Some influencers, but certainly not all, are talented professional photographers, while others would better be described as personalities for hire, who use photography to endorse a client’s message. When it comes to being an influencer, there is almost no shame. Vanity and narcissism is celebrated. It’s a strange world, but it’s the one we’ve created.
So Tourism Australia has splashed some money in this market, hiring seven different influencers to promote different parts and pieces of Australia.
French travel influencer Bruno Maltor, who is currently in New York City taking quality photos, visited Victoria and Queensland in August. According to government financial documents, obtained by Sunday Times, ‘Maltor and German online prankster Simon Will were paid more than $49,000 to show off Australia to their fans’.
Maltor has 250,000 Instagram followers and was paid to make nine posts at destinations like the 12 Apostles, Melbourne, Fitzroy Island, and the Great Barrier Reef. Sunday Times says he was part of ‘the most expensive social media campaigns’ this financial year by Tourism Australia.
A more peculiar campaign by Tourism Australia was forking out $13,055 to a British fitness couple, Chessie King and Matt Carter to each publish two posts. The couple were pencilled in to visited Kakadu and Darwin between jobs in Greece and Koh Samui in Thailand. Influencing is a full time job and takes no holidays. But someone apparently has to do it.
King has 727,000 Instagram followers, and is a ‘body positive’ model/influencer. Most of her posts are videos of herself dancin’ like no one’s watching, or photos of herself in a swimsuit.
She published two posts at Kakadu. While both received hundreds of likes, with the actual number now hidden to ‘depressurise’ the platform (ostensibly to improve the mental health of users), Chessie also garnered over 200 comments.

Most heaped praise on the influencer for her beauty, or asked her to ‘come to Brissy/Sydney’, or asked where she acquired her swimsuit. No compliments for the beautiful watering hole, or the backdrop of iconic native pandanus trees and the rocky escarpment of Kakadu. Not a single indication that a group of Brits have been swayed to visit the Top End.
Matt Carter, Chessie’s partner, has 61,000 followers and from his two posts he received between seven and eight comments each.

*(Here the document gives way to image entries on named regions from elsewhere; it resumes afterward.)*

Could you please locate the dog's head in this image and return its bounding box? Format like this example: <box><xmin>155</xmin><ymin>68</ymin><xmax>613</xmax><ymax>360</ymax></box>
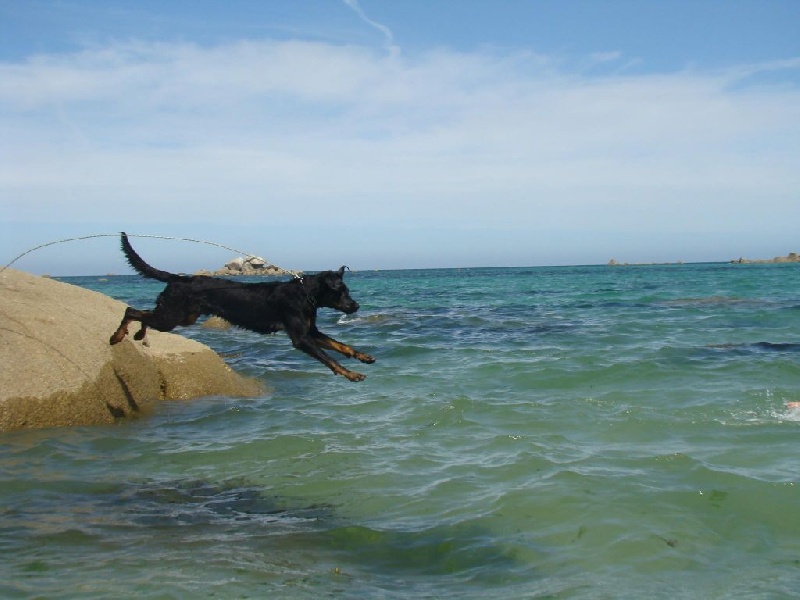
<box><xmin>317</xmin><ymin>266</ymin><xmax>358</xmax><ymax>315</ymax></box>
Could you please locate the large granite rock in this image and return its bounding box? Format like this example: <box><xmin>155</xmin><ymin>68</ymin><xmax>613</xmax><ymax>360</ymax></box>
<box><xmin>0</xmin><ymin>269</ymin><xmax>260</xmax><ymax>431</ymax></box>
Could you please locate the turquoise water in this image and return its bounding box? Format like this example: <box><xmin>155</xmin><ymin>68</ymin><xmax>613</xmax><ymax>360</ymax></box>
<box><xmin>0</xmin><ymin>264</ymin><xmax>800</xmax><ymax>599</ymax></box>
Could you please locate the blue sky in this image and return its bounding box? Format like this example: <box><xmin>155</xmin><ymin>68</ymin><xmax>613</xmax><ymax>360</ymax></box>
<box><xmin>0</xmin><ymin>0</ymin><xmax>800</xmax><ymax>274</ymax></box>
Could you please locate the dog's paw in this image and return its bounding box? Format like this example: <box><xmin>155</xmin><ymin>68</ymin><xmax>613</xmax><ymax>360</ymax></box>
<box><xmin>108</xmin><ymin>327</ymin><xmax>128</xmax><ymax>346</ymax></box>
<box><xmin>342</xmin><ymin>371</ymin><xmax>367</xmax><ymax>381</ymax></box>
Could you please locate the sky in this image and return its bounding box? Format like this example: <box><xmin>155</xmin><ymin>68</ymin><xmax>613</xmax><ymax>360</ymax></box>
<box><xmin>0</xmin><ymin>0</ymin><xmax>800</xmax><ymax>275</ymax></box>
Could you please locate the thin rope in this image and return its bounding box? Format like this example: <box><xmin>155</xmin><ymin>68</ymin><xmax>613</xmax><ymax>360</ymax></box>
<box><xmin>0</xmin><ymin>233</ymin><xmax>302</xmax><ymax>279</ymax></box>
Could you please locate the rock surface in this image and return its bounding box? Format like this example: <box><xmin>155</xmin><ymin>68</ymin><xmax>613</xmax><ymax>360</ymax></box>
<box><xmin>0</xmin><ymin>269</ymin><xmax>261</xmax><ymax>431</ymax></box>
<box><xmin>731</xmin><ymin>252</ymin><xmax>800</xmax><ymax>265</ymax></box>
<box><xmin>195</xmin><ymin>256</ymin><xmax>297</xmax><ymax>276</ymax></box>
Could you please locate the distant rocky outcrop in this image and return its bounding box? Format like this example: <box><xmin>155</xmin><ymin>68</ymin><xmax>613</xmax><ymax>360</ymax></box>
<box><xmin>606</xmin><ymin>258</ymin><xmax>683</xmax><ymax>267</ymax></box>
<box><xmin>731</xmin><ymin>252</ymin><xmax>800</xmax><ymax>265</ymax></box>
<box><xmin>0</xmin><ymin>268</ymin><xmax>261</xmax><ymax>431</ymax></box>
<box><xmin>195</xmin><ymin>256</ymin><xmax>294</xmax><ymax>277</ymax></box>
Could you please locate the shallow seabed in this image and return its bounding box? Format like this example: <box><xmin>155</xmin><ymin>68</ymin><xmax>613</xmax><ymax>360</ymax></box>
<box><xmin>0</xmin><ymin>264</ymin><xmax>800</xmax><ymax>599</ymax></box>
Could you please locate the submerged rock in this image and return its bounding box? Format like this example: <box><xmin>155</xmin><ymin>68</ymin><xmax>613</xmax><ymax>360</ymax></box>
<box><xmin>0</xmin><ymin>269</ymin><xmax>261</xmax><ymax>431</ymax></box>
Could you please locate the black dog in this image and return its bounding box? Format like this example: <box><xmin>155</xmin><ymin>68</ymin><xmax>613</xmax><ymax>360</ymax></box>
<box><xmin>110</xmin><ymin>232</ymin><xmax>375</xmax><ymax>381</ymax></box>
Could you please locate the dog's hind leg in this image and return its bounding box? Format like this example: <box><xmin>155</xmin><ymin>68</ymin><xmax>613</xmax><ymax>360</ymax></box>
<box><xmin>311</xmin><ymin>329</ymin><xmax>375</xmax><ymax>364</ymax></box>
<box><xmin>290</xmin><ymin>335</ymin><xmax>367</xmax><ymax>381</ymax></box>
<box><xmin>109</xmin><ymin>306</ymin><xmax>153</xmax><ymax>346</ymax></box>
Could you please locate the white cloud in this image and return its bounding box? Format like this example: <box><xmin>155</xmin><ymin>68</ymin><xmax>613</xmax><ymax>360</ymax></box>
<box><xmin>0</xmin><ymin>41</ymin><xmax>800</xmax><ymax>270</ymax></box>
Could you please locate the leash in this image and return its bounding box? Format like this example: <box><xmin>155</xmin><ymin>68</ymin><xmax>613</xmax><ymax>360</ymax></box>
<box><xmin>0</xmin><ymin>233</ymin><xmax>303</xmax><ymax>281</ymax></box>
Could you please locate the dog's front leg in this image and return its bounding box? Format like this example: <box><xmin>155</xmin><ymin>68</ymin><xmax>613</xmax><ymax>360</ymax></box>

Another beauty/travel influencer, Emily Canham, was paid $5229 to take a holiday in Queensland in September with her vlogger mate, Adam Waithe. Taxpayers paid for them to cuddle a baby wallaby, charter a helicopter over the Great Barrier Reef, and enjoy brekkie at The Deck on Airlie Beach.
Tourism Australia informed Sunday Times it doesn’t normally hire influencers, and these lucky seven underwent a ‘rigorous evaluation process’ before being paid from the campaign budget for their ‘captivating digital content’.
‘With Australia’s $143 billion tourist industry employing one in 13 Australians, it’s vital we continue to find innovative ways to attract the attention of prospective international travellers so we can keep tourist numbers at record levels,’ a Tourism Australia spokesperson said. ‘Each of these people travelled to different parts of Australia to create captivating digital content that resonates strongly with young people who want to combine travel and temporary work in Australia.’
There are, quite literally, thousands of influencers to pick from, who all specialise in different areas and have different, um, talents. There’s no doubt Tourism Australia has an expert marketing department, so it would be enlightening to know how they determined these content creators provided the best bang for their buck. And also to understand how the effectiveness of these campaigns is measured – if at all.
January 22, 2020
Unbelievable! When will our government become transparent and really tell us what’s going on!
January 22, 2020
It’s easy to still see the likes on IG using a desktop browser. Chessie King got 45K likes for the swimsuit shot in the Nat Park. Thats a nice number and it might sell swimsuits but I would love to know if it is even close, to enough exposure to have people spend the thousands required to travel. Still I suppose it’s just an outreach Branding exercise for Australia; an accumulative approach.